This program calculates the number of unique ways to partition a number into different sums. For example, the number 5 can be partitioned in the following ways:
5
4 + 1
3 + 1 + 1
3 + 2
2 + 2 + 1
2 + 1 + 1 + 1
1 + 1 + 1 + 1 + 1
Here we see there are a total of 7 ways to partition the number 5, so we say p(5) = 7
.
More information about the problem and algorithms can be found on the Daily Programmer #386 and Mathologer's video on the topic.
This program has both a single threaded and a multithreaded mode, both of which aim to be as fast as possible.
The algorithm at first appears to all need to be done linearly, since p(n)
is a recursive sequence defined as p(n) = p(n-1) + p(n-2) - p(n-5) ...
, importantly needing the previous term to calculate the next term.

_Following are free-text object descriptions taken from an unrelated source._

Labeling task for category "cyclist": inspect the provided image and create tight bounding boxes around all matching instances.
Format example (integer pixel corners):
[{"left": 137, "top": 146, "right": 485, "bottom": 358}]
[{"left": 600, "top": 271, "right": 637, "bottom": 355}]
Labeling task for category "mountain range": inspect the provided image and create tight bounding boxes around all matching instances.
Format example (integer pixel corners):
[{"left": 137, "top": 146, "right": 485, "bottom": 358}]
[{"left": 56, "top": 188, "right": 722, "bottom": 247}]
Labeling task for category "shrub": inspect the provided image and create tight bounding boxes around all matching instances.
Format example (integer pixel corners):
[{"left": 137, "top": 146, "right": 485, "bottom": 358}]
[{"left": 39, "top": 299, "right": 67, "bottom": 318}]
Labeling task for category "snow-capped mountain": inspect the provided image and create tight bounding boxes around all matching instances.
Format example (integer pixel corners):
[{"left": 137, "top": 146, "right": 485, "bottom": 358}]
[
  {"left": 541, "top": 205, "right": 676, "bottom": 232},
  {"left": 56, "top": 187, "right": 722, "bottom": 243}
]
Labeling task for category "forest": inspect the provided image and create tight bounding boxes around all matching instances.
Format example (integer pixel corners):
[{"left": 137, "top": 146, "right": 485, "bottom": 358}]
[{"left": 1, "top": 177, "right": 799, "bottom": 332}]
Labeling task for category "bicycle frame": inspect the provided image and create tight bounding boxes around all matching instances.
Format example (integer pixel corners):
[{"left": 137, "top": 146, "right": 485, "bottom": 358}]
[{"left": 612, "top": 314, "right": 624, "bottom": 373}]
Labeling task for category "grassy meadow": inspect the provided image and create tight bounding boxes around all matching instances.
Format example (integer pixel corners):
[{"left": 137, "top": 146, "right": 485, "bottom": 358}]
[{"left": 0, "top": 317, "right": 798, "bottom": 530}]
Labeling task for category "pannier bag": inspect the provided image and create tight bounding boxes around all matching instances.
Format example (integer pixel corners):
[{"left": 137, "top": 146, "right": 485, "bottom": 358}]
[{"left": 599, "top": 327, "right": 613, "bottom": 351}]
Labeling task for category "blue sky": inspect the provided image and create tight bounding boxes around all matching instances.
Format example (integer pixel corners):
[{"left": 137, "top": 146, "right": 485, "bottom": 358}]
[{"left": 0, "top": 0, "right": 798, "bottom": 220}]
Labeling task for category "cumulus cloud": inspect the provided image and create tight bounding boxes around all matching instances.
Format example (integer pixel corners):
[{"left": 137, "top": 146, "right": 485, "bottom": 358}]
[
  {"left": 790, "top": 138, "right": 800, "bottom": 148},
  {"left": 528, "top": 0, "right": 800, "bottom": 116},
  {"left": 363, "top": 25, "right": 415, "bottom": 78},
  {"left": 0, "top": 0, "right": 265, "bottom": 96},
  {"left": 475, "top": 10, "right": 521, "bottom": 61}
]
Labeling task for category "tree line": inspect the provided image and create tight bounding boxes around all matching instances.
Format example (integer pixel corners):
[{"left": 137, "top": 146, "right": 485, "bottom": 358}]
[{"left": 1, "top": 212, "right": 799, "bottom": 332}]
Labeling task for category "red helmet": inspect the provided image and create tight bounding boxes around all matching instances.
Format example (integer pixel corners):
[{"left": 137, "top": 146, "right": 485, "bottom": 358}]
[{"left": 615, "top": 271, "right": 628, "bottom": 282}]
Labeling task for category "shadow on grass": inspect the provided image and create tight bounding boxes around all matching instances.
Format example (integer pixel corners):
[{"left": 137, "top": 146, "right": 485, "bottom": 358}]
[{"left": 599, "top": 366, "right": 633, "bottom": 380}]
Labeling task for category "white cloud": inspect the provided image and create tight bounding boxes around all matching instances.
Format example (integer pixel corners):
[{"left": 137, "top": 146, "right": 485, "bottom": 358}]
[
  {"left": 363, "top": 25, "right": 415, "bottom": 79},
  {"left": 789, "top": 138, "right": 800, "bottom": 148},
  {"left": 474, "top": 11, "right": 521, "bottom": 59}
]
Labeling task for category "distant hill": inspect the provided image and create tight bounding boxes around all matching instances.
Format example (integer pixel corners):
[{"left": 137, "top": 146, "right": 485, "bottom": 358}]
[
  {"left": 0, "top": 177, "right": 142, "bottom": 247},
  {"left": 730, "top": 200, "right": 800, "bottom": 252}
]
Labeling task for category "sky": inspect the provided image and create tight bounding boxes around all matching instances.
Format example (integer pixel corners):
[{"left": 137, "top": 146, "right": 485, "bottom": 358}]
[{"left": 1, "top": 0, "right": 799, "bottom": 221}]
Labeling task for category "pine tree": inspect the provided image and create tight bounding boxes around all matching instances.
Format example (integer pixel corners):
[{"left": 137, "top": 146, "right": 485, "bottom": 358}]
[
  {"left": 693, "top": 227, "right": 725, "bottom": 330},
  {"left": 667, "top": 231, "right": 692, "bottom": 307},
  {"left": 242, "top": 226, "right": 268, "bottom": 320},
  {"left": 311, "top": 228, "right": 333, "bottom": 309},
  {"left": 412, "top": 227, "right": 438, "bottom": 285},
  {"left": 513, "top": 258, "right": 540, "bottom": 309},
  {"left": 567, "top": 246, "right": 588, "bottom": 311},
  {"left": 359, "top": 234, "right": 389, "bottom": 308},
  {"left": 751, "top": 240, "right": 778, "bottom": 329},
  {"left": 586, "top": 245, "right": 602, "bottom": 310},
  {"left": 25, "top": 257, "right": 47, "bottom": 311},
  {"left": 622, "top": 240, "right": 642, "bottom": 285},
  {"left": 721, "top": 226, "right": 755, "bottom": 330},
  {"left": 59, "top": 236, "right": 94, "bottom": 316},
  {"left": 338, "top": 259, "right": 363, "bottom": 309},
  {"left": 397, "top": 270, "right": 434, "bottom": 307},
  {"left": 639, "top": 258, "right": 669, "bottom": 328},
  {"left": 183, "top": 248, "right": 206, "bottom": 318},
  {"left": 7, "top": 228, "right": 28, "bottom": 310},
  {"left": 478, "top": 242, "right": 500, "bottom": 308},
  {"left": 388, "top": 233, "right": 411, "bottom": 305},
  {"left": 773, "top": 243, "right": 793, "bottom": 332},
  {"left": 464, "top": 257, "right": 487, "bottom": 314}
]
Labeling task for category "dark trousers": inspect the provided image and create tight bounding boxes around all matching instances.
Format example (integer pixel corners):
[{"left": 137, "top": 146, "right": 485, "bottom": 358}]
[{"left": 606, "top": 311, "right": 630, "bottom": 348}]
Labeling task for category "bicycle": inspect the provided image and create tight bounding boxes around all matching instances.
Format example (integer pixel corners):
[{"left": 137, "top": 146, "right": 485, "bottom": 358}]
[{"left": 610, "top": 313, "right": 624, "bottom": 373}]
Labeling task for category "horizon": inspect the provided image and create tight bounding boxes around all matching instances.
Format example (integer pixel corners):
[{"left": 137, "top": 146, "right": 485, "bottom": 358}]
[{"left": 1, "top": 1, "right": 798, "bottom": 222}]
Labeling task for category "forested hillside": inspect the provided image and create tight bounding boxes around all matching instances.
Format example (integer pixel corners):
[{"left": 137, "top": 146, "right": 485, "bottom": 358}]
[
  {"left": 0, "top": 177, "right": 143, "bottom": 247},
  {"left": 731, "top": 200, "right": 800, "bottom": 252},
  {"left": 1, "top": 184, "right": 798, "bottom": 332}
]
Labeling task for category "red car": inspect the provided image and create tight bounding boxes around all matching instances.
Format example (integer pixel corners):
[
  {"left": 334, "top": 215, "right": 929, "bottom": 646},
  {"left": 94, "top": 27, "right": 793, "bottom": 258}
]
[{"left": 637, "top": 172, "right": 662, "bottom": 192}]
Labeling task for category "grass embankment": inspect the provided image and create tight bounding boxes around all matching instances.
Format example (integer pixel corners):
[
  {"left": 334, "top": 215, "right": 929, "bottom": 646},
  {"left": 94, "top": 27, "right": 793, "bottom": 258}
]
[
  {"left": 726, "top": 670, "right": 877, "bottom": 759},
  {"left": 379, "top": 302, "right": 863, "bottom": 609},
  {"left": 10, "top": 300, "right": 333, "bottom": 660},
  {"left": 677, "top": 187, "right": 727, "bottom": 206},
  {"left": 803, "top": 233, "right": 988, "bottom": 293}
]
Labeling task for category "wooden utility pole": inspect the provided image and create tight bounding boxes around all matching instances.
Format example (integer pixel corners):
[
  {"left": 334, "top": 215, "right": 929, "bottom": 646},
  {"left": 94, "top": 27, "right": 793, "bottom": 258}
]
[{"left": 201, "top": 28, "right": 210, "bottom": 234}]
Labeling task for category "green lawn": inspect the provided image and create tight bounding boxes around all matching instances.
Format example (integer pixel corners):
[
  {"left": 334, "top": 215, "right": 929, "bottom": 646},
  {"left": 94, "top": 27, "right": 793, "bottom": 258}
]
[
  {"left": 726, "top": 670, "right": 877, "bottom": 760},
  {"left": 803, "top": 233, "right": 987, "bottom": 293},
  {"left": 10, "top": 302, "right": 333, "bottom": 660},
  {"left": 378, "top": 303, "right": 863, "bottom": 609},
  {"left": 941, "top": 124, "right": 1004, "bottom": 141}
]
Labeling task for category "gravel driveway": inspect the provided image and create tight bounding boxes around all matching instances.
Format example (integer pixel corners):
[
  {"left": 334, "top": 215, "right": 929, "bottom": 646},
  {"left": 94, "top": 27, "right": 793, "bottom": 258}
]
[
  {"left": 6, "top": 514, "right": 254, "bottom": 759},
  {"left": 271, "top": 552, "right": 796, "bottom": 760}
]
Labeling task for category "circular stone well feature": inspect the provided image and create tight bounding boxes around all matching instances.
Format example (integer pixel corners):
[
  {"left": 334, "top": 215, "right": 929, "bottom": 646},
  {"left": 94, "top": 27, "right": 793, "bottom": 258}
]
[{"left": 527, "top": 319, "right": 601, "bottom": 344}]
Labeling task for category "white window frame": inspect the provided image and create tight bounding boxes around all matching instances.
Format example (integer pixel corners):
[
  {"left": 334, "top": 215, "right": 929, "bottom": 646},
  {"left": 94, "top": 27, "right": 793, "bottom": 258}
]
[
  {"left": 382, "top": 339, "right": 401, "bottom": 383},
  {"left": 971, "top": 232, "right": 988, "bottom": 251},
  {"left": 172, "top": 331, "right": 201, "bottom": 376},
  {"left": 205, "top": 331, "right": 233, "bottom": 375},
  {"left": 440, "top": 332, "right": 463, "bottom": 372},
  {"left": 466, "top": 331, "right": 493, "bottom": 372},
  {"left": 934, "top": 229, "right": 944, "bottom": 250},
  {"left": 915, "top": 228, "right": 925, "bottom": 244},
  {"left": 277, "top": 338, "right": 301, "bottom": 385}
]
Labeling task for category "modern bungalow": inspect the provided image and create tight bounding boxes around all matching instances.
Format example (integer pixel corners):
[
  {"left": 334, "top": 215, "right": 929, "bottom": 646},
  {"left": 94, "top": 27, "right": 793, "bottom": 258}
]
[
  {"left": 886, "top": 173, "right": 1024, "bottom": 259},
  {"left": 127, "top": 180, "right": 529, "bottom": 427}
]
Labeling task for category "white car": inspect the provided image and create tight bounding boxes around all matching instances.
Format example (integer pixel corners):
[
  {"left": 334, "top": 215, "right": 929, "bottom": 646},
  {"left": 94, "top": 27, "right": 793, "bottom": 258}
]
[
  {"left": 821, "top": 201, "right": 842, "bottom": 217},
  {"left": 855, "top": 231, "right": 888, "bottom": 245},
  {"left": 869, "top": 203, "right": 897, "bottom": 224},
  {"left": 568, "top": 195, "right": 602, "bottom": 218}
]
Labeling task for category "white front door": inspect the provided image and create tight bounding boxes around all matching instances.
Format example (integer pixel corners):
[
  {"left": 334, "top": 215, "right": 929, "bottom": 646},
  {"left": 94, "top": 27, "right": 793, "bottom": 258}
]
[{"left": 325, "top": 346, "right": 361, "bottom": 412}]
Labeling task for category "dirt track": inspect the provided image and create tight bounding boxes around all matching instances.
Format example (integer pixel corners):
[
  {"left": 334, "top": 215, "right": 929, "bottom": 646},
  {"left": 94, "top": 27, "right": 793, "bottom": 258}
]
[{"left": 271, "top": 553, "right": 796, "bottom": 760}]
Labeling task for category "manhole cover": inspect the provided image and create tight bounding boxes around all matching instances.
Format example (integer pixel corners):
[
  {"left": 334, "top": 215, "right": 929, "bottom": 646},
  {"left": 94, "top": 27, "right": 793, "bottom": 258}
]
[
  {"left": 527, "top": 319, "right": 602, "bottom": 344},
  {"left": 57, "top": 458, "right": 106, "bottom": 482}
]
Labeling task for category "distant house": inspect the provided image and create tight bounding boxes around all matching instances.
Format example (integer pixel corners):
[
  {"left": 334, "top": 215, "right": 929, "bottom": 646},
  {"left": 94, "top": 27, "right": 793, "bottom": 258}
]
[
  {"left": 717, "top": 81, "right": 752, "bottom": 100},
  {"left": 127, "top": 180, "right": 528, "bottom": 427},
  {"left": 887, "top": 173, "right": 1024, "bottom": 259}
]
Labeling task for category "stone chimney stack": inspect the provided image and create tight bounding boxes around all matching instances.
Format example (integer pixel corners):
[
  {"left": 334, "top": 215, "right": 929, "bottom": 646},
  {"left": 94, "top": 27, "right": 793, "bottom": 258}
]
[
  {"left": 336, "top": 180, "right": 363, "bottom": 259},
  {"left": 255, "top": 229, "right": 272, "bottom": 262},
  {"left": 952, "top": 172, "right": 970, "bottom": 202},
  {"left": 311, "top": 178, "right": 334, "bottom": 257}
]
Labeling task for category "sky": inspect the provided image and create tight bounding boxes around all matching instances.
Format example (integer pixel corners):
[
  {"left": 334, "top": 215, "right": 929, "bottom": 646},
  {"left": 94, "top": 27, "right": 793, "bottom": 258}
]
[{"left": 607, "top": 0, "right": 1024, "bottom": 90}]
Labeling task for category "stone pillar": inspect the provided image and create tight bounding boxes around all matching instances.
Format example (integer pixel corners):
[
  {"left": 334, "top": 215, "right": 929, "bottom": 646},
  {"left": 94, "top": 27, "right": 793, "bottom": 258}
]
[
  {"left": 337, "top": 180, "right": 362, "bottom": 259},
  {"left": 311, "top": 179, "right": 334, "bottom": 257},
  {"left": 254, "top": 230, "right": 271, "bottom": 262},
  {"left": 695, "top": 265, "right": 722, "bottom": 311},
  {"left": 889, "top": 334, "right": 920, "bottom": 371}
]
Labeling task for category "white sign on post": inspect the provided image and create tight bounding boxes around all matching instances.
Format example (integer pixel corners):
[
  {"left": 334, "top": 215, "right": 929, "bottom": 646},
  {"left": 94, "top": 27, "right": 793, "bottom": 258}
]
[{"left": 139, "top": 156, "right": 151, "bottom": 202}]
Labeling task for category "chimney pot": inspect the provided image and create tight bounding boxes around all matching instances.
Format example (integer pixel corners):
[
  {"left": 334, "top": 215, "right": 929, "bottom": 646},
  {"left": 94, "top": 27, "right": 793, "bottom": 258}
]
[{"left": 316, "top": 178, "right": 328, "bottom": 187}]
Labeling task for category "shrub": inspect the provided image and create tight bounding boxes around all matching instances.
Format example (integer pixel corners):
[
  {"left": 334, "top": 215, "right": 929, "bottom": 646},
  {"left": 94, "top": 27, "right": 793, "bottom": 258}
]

But what we can do to speed it up is calculate part of the p(n)
with the terms we know while we wait for its closer dependent terms (like p(n-1)
, p(n-2)
, etc.) being calculated in other threads to "resolve".
We can do this in a lock free manner too by using atomic integers: We define a table with enough space to store all the values we want without having to reallocate, and then only allow threads to look at a slice of "resolved" values that will never change (i.e. 0..last_term_calculated
).
Then each thread gets a special unique ticket that allows it to set the value of the n
th term it is trying to resolve.
Once it uses that ticket to set the value, other threads will be free to look at it (i.e. 0..n
), and since a ticket cannot be used more than once, no data races can occur since the algorithm relies on n-1
to be resolved before n
can get resolved.
Besides rust and cargo, you will also need the GMP library installed (which is what this program uses for bignums, via rug
). Afterwards, you can build and run with these 2 commands in the project root.
$ cargo build --release
$ cargo run --release
There are also feature settings in Cargo.toml
to switch out the "Big Integer" implementation. rug
is the fastest true BigInt type, but p(666)
is small enough to fit inside a i128
, which is even faster.
Informal speed results, all calculating p(666_666)
CPU | Singlethreaded | 4 threads | 12 threads |
---|---|---|---|
i5 4590 | 65 seconds | 18 seconds | |
r9 ryzen 3900x | 30 seconds | 10 seconds | 4.5 seconds |
After about 12 threads, the runtime doesn't significantly improve for p(666_666)
.
There are some potential speedups in the multithreaded code by gradually ramping up the number of threads used, for example the single threaded case always beats the multithreaded for p(666)
,
so only using 1 thread up to a certain value, then adding more threads as the numbers get larger, would likely get some performance boost, assuming the values chosen for adding threads are well picked.